Photographing Your Artist Books Tip #4 - Cropping

Cropping is an often overlooked, yet very simple part of editing photographs of your artist books. Here are a few tips for cropping that will help present and document your work most effectively.

Cropping is done using the Crop tool in Photoshop (or whatever photo imaging software you have). It is a very easy and straightforward tool to use. As mentioned in a previous tip in this series you can also rotate your photo with the crop tool to save a step.

Crop your photo to show all of the work but leave enough background to give your book some room to breathe. Good photos of your work will be used for juried shows, in print catalogs, on web sites and more, for years to come. Leave enough background so that the photo can be cropped as needed by future users, but not too much that the book gets lost. The image above shows a comfortable amount of background allowing plenty of flexibility.

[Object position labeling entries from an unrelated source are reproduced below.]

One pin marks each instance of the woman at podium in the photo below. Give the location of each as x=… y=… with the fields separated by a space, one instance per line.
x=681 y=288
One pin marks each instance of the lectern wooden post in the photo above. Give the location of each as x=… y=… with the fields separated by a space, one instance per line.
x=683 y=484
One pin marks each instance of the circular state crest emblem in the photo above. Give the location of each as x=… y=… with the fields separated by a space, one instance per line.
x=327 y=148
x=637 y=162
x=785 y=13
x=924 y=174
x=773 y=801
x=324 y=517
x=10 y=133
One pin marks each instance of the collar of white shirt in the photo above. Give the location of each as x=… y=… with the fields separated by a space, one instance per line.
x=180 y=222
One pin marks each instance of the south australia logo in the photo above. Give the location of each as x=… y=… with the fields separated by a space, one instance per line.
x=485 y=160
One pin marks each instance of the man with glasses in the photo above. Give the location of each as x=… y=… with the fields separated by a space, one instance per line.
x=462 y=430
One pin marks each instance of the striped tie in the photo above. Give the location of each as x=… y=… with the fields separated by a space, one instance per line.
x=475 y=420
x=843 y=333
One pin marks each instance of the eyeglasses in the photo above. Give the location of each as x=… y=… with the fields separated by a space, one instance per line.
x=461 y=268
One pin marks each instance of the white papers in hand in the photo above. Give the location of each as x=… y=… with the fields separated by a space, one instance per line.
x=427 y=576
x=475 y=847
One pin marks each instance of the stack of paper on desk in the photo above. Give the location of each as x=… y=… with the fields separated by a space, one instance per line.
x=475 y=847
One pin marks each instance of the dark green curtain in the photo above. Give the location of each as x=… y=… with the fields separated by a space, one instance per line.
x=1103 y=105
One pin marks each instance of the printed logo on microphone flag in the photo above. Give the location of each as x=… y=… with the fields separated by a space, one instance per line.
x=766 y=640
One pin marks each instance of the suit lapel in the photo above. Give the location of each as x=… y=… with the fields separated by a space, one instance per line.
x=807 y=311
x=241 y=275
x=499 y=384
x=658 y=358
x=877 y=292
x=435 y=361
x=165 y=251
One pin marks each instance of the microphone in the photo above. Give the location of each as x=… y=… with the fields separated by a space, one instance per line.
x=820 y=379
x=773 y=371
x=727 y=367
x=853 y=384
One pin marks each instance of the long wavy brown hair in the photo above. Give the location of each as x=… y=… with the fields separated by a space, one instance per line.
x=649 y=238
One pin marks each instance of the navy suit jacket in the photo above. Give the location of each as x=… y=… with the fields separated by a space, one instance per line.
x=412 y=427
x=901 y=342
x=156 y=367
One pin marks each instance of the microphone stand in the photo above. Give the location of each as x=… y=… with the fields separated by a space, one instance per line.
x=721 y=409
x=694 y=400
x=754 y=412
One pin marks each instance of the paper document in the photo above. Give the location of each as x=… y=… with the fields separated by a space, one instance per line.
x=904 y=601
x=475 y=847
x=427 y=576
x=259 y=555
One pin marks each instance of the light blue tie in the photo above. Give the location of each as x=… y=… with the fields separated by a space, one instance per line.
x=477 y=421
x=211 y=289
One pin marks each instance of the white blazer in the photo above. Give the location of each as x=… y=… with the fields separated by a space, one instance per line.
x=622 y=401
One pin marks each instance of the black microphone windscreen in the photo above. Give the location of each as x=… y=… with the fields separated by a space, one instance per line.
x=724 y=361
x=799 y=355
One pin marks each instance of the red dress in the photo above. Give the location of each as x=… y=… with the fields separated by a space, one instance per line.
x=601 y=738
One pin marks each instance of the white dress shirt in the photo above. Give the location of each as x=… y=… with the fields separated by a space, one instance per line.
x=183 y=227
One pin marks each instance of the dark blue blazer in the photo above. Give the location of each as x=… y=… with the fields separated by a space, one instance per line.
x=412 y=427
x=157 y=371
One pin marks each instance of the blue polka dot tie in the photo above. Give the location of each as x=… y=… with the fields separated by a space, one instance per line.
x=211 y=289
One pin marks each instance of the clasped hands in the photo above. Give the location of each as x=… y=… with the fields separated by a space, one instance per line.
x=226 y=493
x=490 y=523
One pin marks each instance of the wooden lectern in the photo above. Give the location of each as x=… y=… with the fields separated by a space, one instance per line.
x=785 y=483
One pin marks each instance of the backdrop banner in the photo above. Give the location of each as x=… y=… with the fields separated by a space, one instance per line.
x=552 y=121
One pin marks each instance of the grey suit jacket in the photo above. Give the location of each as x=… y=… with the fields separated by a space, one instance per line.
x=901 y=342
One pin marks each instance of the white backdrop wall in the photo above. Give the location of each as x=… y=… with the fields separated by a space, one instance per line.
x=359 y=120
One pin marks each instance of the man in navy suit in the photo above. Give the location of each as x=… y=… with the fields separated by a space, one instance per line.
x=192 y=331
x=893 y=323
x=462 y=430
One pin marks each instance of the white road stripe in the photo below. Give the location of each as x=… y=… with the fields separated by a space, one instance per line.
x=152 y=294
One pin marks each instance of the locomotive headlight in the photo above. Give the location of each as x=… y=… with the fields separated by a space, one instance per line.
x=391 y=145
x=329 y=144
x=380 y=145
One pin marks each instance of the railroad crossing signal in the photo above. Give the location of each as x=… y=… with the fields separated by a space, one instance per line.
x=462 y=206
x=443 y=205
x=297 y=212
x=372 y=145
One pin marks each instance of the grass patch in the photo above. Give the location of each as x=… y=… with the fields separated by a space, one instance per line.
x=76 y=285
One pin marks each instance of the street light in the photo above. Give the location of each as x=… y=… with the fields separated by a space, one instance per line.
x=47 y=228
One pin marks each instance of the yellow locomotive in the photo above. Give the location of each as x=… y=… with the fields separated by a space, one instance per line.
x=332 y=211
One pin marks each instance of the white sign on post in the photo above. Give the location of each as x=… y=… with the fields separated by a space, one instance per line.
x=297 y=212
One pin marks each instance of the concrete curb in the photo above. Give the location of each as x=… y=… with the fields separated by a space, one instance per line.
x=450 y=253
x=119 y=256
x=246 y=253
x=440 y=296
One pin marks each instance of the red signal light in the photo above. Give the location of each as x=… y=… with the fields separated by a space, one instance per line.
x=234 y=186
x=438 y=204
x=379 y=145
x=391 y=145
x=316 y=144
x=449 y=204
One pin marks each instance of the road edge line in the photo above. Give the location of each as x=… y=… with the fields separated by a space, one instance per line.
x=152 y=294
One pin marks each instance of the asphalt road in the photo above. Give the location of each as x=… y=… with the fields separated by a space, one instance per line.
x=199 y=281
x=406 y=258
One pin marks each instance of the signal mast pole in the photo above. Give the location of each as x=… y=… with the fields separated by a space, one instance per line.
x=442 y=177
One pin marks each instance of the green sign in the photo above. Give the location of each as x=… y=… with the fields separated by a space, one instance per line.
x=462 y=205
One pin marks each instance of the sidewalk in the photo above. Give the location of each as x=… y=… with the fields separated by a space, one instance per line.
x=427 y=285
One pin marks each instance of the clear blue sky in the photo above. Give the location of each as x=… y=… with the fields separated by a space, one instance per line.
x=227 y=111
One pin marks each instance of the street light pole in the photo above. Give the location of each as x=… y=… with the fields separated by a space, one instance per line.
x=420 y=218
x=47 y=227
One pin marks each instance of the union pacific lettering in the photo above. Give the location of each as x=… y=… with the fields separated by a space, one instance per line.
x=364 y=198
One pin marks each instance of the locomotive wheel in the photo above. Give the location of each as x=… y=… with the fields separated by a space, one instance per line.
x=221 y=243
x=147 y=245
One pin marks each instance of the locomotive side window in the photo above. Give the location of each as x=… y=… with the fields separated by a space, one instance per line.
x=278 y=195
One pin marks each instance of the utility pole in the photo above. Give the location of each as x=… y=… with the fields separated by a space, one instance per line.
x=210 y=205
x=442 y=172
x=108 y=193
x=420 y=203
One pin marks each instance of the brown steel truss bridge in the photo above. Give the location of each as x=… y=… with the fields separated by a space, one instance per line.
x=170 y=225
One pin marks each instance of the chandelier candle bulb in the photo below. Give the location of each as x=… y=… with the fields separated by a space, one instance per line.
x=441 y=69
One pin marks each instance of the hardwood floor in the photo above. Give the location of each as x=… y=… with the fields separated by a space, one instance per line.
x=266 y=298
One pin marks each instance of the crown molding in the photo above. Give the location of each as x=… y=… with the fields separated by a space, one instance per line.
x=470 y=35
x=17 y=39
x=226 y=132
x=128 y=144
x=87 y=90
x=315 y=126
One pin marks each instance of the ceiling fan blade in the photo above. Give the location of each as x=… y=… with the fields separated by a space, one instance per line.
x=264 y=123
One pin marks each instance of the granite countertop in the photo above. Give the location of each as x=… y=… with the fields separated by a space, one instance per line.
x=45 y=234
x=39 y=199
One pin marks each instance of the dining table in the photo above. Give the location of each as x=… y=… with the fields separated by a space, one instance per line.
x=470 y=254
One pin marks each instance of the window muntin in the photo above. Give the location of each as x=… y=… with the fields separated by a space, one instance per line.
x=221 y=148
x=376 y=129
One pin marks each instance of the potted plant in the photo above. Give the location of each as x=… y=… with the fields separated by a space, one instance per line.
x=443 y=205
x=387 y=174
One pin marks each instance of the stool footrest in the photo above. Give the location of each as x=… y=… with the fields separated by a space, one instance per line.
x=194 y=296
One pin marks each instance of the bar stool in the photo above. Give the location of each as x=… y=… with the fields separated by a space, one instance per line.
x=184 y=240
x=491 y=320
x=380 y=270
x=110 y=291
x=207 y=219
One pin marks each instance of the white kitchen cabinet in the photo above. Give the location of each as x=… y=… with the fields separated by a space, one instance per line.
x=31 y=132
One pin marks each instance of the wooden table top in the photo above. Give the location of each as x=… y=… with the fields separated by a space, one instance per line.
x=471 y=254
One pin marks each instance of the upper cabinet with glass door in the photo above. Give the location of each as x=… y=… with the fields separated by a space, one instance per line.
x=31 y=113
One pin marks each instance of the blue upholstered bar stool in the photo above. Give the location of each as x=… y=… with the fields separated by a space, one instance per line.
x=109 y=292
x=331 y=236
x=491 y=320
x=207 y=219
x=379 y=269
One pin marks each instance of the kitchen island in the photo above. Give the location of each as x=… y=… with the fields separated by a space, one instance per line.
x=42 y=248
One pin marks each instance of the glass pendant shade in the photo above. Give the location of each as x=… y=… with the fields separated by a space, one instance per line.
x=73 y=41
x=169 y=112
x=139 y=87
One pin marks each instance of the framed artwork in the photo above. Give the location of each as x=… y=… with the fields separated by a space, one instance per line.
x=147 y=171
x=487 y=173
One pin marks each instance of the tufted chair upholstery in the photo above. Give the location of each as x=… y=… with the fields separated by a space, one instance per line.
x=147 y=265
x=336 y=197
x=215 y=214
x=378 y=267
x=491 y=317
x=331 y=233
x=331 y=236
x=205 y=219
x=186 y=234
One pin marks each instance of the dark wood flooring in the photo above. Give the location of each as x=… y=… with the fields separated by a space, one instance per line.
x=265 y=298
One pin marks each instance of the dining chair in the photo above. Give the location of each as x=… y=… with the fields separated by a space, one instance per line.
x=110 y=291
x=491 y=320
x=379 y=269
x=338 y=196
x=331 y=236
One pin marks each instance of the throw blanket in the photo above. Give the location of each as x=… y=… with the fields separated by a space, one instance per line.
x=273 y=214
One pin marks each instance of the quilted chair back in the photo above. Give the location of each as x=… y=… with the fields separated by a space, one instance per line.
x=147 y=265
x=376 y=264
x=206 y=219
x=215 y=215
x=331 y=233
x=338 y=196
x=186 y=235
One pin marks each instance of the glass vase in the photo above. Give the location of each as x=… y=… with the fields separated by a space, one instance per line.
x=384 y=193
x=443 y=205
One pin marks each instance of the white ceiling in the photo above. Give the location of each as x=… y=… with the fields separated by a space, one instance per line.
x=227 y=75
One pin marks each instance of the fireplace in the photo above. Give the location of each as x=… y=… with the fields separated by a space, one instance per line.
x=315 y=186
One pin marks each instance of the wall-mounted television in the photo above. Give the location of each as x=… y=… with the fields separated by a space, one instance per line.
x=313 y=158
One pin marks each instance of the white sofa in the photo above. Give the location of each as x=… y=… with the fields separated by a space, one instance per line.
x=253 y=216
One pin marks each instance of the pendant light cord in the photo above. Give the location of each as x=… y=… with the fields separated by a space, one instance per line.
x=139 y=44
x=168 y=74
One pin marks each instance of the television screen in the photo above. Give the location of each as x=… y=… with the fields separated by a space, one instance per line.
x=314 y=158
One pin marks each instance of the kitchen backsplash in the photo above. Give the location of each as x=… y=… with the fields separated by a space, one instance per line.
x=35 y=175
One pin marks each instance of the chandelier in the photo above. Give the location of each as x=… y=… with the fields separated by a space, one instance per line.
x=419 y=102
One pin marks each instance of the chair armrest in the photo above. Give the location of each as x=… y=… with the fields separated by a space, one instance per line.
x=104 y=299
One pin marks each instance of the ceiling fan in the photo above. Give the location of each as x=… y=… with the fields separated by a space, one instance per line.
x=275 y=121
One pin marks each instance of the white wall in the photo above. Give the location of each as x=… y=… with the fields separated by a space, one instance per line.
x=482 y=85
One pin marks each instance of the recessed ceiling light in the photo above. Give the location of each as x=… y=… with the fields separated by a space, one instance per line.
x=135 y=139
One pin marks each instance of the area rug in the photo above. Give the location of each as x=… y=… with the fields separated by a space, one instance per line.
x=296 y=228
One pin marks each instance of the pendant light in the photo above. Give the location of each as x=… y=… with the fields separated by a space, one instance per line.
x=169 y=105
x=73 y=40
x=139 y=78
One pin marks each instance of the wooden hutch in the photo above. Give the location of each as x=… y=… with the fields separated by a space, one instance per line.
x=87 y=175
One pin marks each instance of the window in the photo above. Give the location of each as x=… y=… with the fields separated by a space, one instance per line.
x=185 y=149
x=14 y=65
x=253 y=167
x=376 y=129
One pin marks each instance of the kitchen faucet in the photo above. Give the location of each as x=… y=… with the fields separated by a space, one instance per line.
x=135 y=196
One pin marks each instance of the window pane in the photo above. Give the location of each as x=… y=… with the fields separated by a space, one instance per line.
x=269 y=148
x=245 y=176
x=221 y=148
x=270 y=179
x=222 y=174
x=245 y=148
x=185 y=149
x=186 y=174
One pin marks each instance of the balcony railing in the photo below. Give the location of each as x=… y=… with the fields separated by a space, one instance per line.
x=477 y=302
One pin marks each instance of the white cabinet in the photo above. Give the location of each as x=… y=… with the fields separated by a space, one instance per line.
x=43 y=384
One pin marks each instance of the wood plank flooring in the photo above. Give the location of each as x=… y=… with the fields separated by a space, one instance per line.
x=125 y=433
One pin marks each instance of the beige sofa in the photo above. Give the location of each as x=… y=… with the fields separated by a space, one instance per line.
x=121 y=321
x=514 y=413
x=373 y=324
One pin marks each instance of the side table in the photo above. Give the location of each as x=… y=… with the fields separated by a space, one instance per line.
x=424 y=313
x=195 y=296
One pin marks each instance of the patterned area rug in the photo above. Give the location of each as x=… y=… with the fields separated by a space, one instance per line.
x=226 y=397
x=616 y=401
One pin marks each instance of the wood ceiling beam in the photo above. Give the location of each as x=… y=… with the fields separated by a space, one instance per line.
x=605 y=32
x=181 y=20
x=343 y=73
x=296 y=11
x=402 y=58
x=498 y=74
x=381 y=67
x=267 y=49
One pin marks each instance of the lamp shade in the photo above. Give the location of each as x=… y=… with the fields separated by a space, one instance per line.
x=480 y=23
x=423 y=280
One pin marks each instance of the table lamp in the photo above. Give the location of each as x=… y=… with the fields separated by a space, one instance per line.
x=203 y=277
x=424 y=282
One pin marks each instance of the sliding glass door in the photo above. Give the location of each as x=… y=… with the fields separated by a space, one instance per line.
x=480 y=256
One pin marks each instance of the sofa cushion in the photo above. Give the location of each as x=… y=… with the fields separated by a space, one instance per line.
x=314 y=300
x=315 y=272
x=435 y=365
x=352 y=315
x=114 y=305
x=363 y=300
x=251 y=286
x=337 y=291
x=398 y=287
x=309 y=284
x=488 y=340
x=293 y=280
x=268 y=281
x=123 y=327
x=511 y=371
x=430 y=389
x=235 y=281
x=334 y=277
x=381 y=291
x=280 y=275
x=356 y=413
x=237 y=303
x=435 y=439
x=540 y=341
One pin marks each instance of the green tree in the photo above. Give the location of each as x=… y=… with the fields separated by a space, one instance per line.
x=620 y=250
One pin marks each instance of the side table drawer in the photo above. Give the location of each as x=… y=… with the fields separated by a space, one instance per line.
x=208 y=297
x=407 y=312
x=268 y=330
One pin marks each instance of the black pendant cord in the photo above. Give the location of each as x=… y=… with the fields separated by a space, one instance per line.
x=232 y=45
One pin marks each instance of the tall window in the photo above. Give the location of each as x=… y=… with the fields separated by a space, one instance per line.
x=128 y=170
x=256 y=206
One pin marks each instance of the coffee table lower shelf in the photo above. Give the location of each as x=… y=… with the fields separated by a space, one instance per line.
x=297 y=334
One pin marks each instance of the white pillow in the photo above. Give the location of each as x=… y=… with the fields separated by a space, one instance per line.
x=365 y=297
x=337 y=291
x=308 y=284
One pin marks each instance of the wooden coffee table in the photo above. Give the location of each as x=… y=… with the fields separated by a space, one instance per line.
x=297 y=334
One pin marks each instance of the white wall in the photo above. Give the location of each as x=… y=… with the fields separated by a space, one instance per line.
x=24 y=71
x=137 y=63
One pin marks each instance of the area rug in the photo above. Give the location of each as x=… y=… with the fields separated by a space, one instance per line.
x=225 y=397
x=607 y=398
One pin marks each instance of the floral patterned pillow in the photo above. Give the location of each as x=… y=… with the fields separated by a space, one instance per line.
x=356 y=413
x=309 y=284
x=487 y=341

You may need to change the orientation of your photo to best accommodate the vertical or horizontal shape of your book shape. The image at right shows a book that was photographed horizontally, but the book is actually very tall and narrow. It would look much better if the image was made vertical and the excess background is cropped on the left and right.

Keep the overall image area in roughly the same rectangle that your camera shoots in. Do not crop your photos to a square shape. That may be difficult to use in print catalogs for juried shows depending on the design template. Keep all images you are submitting to a show to a consistent size and shape. It's okay, though if some are vertical and some are horizontal.

Do not crop too tightly and definitely do not crop into the physical book. Too tight of a crop doesn't leave the catalog designers any flexibility for layout purposes. If you crop off the corners of your book thinking it looks arty or mysterious, you will loose the dimension and perspective of your book. The photo shown at right is cropped too much and the book looses impact. If you cannot fit the entire book in the viewfinder of your camera you need to step farther back from your book or set up your photo studio in a bigger space.

Be sure to crop out irrelevant or distracting background. Sometimes part of your studio may show behind your backdrop and should be cropped out.

One last thought. Always work on a copy of your photograph by using the Save As command or the Duplicate command. That way if you crop out too much you can always go back to the original.